Teachers have their hands full with kids of all ages.



	 

Teachers have their hands full with kids of all ages.

Credit: Newsday/Steve Pfost

Newsday’s Point item “Our education system’s taxing inadequacies” [Opinion, Sept. 9] cites an issue from a 1948 Newsday editorial that’s relevant today. Its history lesson, though, needs a theme.

Yes, “you only get what you pay for,” but be definitive. Should we put a higher monetary value on our public academic structure or just hope that poor student achievement and the concurrent teacher exodus right themselves?

I paid $7,000 in school taxes last year. I’d double that to lure good teachers back to the classroom. A higher salary doesn’t guarantee top quality educators. I would not prefer that the professionals with whom I deal be poorly educated so that I could save a few tax dollars. I’d rather trust in their schooled ability to make wise decisions.

I devoted my teaching years to developing in my students critical thinking, coherent writing, how to judge the merits of what one reads, and good grammar as a logical construct for persuading readers. These are invaluable skills. The 1948 editorial is correct about rising school taxes: They are “perhaps not high enough.”

— Hank Cierski, Port Jefferson Station

The writer taught English in East Meadow public schools for 33 years.

We, the taxpayers, pay enough for the education of our children. Nassau County students cost taxpayers an average of $36,000 per year per child for their education. Increasing money is not the answer. If the school boards want to really do their job, they would support their teachers and hound parents “to do their job.”

I have heard from numerous teachers that many parents just do not care. Kids will willfully not turn off their cellphones during class even when told to by their teacher, or on their laptops theywill visit websites that have nothing to do with what the teacher is teaching. The teachers’ hands are tied. Parents defend their kids.

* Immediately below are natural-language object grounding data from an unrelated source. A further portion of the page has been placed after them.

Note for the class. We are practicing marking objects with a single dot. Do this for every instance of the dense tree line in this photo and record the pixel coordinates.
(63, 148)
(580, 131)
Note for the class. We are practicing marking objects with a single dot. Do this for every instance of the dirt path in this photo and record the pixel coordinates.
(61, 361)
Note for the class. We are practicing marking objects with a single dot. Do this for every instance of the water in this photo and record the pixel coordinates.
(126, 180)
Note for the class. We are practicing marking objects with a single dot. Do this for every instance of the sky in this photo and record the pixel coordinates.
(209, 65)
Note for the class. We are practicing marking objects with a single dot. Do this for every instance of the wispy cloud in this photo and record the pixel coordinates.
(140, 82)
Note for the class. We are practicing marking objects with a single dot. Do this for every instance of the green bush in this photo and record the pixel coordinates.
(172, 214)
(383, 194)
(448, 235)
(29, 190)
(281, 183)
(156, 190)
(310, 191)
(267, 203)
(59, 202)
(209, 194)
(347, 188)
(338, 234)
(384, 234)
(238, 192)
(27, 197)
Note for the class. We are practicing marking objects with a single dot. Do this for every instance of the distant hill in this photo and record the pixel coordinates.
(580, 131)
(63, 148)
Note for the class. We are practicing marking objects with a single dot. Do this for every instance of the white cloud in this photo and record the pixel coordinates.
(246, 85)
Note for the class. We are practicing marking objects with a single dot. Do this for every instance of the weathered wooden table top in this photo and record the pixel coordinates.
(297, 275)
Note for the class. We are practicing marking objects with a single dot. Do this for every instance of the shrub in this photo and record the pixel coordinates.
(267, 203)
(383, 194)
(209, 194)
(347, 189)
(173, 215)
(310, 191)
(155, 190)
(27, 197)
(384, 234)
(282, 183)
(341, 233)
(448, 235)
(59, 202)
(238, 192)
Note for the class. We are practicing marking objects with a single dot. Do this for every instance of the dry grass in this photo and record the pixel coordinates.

It’s time that school boards stand up to defend their teachers and demand that parents also stand up for their teachers and not be bullied by their kids.

Maybe now is the time to start reform schools again and send these recalcitrant kids to a place where disobedience is not tolerated. Or maybe it’s time to draft these kids into the Army for six years and let them “become men and women.”

In short, kids must obey their teachers!

— John Wolf, Levittown

Let’s learn where EVs get electricity from

The concerns of a Point item, when it comes to electric vehicles, seems to be that there aren’t enough charging stations [“Does LI have enough chargers for all its EVs?”, Opinion, Sept. 16]. But where does the additional electricity to power all these vehicles come from?

If the answer is solar and wind, the unreliability of the source is being ignored. And if more nuclear power plants are mentioned, people cover their ears and run to the basement. The EV solution to climate change sounds wonderful, but it appears to be headed to a cliff.

A surge in electricity demand could lead to brownouts, blackouts and a disruption of our daily lives. Before we go full steam ahead on EV usage, we’d better understand where the reliable additional electricity is coming from. We can’t put the cart before the horse.